Moderna’s data documented some serious adverse events (SAEs) too. One person had intractable nausea the day after receiving the second dose. Two had facial swelling days after getting the second dose, and both of them had a history of getting cosmetic dermal filler injections in their cheeks. Another person reported swelling in the lips two days after vaccination; they had previously received cosmetic dermal fillers injected into their lips. All of these people recovered with the help of antihistamines or a steroid course, and an expert noted that these risks would be included in the prescribing documents.
Nonserious adverse effects included pain at the injection site, fatigue, headaches, muscle and joint pain, and chills — common side effects related to vaccination. People in the vaccine group had higher rates of lymphadenopathy (specifically, swelling of the lymph node in the armpit and tenderness in the vaccination arm) and hypersensitivity events like rashes and hives, though nobody in the trial reported anaphylaxis. (For comparison, a handful of people with a history of severe allergic reaction have experienced anaphylaxis after getting the Pfizer vaccine.)

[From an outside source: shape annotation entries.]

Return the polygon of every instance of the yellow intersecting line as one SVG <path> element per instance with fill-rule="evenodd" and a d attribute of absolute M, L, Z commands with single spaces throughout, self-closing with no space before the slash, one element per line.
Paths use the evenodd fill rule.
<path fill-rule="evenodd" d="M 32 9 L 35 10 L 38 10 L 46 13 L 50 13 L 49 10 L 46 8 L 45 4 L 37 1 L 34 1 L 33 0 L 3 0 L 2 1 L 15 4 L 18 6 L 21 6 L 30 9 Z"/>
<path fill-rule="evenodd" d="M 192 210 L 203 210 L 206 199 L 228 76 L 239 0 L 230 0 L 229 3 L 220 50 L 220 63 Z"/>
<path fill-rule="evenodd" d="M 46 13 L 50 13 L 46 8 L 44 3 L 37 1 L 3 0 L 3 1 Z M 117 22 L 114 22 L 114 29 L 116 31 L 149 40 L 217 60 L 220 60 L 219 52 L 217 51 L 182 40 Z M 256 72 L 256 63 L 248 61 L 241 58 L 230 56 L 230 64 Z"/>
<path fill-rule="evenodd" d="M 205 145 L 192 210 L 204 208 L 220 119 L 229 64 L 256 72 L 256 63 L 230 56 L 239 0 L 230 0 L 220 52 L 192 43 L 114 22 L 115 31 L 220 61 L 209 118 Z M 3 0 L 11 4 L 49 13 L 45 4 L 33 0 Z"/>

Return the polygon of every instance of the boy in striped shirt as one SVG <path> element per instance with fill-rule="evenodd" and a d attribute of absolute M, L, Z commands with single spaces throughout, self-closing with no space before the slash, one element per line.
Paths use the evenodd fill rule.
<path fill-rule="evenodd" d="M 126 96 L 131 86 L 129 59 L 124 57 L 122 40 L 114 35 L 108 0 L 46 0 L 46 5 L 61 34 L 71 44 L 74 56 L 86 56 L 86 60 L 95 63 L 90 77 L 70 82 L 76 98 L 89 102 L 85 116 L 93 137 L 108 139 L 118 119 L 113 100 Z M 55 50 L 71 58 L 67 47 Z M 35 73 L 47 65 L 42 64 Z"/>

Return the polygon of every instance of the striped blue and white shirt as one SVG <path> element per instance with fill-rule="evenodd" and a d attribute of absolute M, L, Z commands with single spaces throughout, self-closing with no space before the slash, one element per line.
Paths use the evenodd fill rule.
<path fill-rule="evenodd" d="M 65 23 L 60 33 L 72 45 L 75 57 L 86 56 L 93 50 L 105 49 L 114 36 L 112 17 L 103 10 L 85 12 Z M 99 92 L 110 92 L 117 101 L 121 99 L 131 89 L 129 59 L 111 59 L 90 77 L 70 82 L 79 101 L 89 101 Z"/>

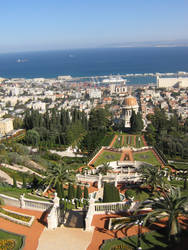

Three people in the vaccine group also developed Bell’s palsy, a condition in which half the muscles in the face temporarily become paralyzed or weakened. All of the people who had Bell’s palsy had preexisting conditions that make it hard to pin the cause on the vaccine, but “considering the temporal association and biological plausibility,” the FDA paper notes, “a potential contribution of the vaccine to the manifestations of these events of facial palsy cannot be ruled out.” The FDA recommends further surveillance of this condition if the vaccine gets an EUA. Researchers have previously raised concerns about Bell’s palsy as an adverse event of other vaccines (in adults and in children), but there does not appear to be a consensus on this question.
In a Q&A following the safety segment, Paul Offit, MD, director of the Vaccine Education Center and professor of pediatrics at Children’s Hospital of Philadelphia, pointed out that the rates of Bell’s palsy in both Moderna’s and Pfizer’s trials were higher than known baseline levels (about 40,000 people in the United States annually), noting, “I’m not quite sure how we are so comfortable with this being a background rate.” Rachel Zhang, MD, a medical officer on the FDA panel who presented the safety data, assured him, “This is something we’re looking into and thinking a lot about.”